By Daily Nation
It will be a long trip back home for 17 foreign directors of betting firms whose licences were not renewed after the government pushed its crackdown on the gambling industry a notch higher by ordering their deportation.
On Tuesday night, the Immigration department began flying home some of the foreign nationals whom sources told the Nation were detained in the hours after Interior CS Fred Matiang’i signed the order shortly after 2pm.
The decision was reached after the National Security Advisory Committee (NSAC), with the blessings of President Uhuru Kenyatta, decided there would be no backing down on the war against rogue betting companies.
This is after what has been a week of high octane open warfare fought in the courts, in public through tough statements and advertisements punctuated by back-room lobbying and arm-twisting failed to bring the State and betting companies to the negotiating table.
According to sources, among those
deported on Tuesday were directors from Bulgaria, Italy, Russia and Poland.
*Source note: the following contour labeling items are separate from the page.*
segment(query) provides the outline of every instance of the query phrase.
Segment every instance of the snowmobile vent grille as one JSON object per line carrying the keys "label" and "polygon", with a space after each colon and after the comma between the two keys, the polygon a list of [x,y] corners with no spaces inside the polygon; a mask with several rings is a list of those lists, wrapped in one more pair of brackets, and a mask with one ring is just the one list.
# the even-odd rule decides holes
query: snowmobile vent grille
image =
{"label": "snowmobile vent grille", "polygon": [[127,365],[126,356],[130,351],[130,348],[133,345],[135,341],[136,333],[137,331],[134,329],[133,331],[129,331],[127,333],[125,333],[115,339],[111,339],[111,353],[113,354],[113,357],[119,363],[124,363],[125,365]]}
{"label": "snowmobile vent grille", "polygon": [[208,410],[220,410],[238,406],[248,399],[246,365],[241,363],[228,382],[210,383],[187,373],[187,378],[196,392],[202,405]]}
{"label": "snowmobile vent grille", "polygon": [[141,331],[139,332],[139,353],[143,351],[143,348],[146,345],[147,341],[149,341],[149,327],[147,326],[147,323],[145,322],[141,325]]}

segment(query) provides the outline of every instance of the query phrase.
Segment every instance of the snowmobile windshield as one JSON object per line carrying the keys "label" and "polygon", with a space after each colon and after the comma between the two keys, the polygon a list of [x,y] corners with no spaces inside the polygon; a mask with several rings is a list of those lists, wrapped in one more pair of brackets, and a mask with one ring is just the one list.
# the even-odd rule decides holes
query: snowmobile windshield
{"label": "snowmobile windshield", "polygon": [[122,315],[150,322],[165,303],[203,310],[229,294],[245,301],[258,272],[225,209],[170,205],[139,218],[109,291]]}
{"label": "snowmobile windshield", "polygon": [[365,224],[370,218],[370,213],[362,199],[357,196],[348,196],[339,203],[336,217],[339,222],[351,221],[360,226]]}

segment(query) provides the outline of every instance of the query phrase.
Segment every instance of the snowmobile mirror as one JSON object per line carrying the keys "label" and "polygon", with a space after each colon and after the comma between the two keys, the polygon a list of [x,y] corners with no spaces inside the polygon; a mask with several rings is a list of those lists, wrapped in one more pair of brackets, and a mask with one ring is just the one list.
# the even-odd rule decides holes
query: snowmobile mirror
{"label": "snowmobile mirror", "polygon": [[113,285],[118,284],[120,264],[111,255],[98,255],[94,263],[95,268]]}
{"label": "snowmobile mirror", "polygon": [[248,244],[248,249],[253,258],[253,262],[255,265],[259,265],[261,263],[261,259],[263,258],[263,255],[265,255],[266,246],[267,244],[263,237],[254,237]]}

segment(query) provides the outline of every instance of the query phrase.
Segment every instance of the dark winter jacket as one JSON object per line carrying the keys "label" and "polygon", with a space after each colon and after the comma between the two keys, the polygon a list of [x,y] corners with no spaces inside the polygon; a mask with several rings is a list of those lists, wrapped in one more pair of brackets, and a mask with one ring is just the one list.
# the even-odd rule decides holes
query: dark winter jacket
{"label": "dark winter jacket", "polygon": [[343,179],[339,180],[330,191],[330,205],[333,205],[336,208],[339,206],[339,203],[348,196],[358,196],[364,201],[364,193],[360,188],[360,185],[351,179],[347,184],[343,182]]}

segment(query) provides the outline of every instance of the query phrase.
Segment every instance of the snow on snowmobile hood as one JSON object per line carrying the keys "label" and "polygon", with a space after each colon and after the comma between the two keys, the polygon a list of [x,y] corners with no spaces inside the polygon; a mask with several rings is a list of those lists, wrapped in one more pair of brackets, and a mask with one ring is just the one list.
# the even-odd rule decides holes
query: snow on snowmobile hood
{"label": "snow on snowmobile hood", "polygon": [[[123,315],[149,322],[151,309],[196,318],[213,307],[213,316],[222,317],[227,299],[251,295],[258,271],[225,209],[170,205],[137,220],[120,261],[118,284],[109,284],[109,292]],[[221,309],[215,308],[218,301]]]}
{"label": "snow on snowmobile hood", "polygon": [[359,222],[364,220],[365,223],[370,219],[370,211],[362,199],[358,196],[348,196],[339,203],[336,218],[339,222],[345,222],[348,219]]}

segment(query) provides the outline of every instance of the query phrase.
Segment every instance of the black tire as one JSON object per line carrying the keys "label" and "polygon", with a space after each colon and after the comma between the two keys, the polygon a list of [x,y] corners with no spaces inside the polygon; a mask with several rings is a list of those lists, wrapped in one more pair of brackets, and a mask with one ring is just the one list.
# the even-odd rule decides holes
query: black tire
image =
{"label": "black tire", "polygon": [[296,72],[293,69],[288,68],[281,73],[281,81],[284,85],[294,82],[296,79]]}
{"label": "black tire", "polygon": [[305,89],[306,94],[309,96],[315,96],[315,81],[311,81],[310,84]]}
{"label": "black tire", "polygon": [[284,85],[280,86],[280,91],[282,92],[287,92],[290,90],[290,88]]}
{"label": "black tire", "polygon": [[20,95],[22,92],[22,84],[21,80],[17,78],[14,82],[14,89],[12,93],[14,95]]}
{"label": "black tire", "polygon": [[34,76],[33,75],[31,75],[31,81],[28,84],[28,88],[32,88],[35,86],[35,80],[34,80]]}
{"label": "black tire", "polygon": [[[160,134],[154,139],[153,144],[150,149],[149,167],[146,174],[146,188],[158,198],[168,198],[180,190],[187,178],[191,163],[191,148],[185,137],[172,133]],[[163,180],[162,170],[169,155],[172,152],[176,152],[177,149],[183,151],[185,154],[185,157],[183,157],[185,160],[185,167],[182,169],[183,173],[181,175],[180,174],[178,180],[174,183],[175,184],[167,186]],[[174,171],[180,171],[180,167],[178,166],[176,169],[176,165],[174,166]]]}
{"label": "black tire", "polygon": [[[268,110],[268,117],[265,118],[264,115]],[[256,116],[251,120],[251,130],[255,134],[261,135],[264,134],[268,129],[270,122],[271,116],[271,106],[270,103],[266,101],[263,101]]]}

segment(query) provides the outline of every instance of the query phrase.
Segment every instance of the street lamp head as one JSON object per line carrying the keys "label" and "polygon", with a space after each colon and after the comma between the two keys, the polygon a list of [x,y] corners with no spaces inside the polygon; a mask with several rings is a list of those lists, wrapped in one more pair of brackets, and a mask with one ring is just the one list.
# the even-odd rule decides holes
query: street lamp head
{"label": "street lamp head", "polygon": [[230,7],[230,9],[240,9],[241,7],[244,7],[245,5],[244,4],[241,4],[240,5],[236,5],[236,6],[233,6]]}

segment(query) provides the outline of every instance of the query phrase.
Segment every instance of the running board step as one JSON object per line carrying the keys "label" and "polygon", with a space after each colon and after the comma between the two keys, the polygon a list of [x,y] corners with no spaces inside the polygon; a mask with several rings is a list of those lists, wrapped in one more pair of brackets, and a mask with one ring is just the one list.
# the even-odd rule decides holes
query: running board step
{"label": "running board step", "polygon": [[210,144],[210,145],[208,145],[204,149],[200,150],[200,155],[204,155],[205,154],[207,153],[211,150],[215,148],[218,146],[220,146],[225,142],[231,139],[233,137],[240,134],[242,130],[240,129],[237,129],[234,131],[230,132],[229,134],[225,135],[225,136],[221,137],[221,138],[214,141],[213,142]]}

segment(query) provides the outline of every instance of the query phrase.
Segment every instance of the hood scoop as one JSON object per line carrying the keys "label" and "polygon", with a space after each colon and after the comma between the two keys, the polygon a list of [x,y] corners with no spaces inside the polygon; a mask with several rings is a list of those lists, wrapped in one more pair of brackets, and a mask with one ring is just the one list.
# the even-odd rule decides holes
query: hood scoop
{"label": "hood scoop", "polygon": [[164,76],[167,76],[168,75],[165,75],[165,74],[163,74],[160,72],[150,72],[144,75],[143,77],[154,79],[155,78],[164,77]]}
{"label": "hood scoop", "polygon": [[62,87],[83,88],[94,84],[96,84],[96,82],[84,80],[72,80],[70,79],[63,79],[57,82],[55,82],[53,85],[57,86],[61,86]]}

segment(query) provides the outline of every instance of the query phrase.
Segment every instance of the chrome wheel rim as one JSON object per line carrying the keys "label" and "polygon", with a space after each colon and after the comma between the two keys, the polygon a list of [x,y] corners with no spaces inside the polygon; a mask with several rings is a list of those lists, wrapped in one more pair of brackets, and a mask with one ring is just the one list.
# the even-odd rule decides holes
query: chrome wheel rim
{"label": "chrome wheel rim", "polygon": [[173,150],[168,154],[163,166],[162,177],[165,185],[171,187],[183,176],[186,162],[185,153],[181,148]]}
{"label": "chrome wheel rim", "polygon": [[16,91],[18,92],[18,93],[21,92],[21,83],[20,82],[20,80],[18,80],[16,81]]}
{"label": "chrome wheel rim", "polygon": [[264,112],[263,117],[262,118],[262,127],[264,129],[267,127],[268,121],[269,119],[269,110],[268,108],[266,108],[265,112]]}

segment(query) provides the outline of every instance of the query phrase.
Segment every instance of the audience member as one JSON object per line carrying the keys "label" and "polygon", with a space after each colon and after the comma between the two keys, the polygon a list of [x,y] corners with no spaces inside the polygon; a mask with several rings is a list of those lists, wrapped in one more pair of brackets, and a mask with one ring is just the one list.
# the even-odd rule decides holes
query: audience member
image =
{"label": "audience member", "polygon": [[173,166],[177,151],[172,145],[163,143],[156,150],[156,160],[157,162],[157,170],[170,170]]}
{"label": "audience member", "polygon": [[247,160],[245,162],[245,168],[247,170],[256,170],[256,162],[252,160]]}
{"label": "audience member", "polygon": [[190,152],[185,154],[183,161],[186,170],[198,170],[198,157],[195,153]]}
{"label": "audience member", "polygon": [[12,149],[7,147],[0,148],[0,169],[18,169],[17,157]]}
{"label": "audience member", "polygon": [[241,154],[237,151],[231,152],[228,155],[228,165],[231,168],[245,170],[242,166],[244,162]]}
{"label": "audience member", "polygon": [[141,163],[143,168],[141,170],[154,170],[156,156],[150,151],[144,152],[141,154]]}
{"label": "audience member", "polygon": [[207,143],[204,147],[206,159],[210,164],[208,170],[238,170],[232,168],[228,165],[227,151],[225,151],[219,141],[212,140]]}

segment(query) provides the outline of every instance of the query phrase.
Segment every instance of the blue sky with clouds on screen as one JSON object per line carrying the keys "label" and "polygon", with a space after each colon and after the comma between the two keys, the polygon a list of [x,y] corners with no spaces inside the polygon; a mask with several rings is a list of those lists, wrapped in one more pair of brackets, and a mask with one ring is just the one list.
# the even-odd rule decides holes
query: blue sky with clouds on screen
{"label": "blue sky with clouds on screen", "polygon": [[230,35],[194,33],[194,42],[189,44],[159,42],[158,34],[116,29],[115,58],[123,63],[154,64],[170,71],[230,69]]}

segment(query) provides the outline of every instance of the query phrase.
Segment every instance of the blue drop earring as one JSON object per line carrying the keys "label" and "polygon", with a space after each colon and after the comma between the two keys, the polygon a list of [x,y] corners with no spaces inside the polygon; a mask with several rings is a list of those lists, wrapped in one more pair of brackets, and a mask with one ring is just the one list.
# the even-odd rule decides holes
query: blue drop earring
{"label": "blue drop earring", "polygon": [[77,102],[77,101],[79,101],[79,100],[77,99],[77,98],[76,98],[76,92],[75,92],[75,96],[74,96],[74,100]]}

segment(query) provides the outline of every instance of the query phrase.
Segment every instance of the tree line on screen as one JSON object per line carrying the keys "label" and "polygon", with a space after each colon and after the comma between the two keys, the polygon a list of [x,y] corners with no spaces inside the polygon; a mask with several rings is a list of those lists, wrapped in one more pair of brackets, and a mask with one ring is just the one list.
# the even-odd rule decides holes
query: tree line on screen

The deportation orders said that those sent back home were in Kenya illegally since the licences of the companies they were running were cancelled.
The orders also said that whatever they were doing was in contravention of their work permits.
The Interior ministry refused to disclose the names of those deported citing security concerns.
“This is still an ongoing operation so we won’t disclose their names for now because those being deported have to be arrested first,” Interior spokesperson Wangui Muchiri told the Nation.
On Tuesday morning, banks started to freeze the accounts which are thought to hold billions of shillings following an order by CBK on Monday night.
And that’s not all. In what was a very fluid day SportPesa, Betin and Betpawa moved to court seeking to reverse an earlier decision by the Betting Control and Licensing Board (BCLB) to block their paybill numbers and short codes.
In separate suits, the firms asked High Court judge Weldon Korir to hold BCLB bosses for contempt for putting their businesses at risk of being arrested for operating without a licence.
They also faulted the BCLB for blocking the paybills despite the pending legal battle in court.
However, justice Korir declined to heed to their pleas on wanting BCLB bosses punished over the issues they were protesting about.
Instead, he ordered that the betting board together with telcos Safaricom and Airtel be allowed time to respond to the case first before any punishment is imposed on them.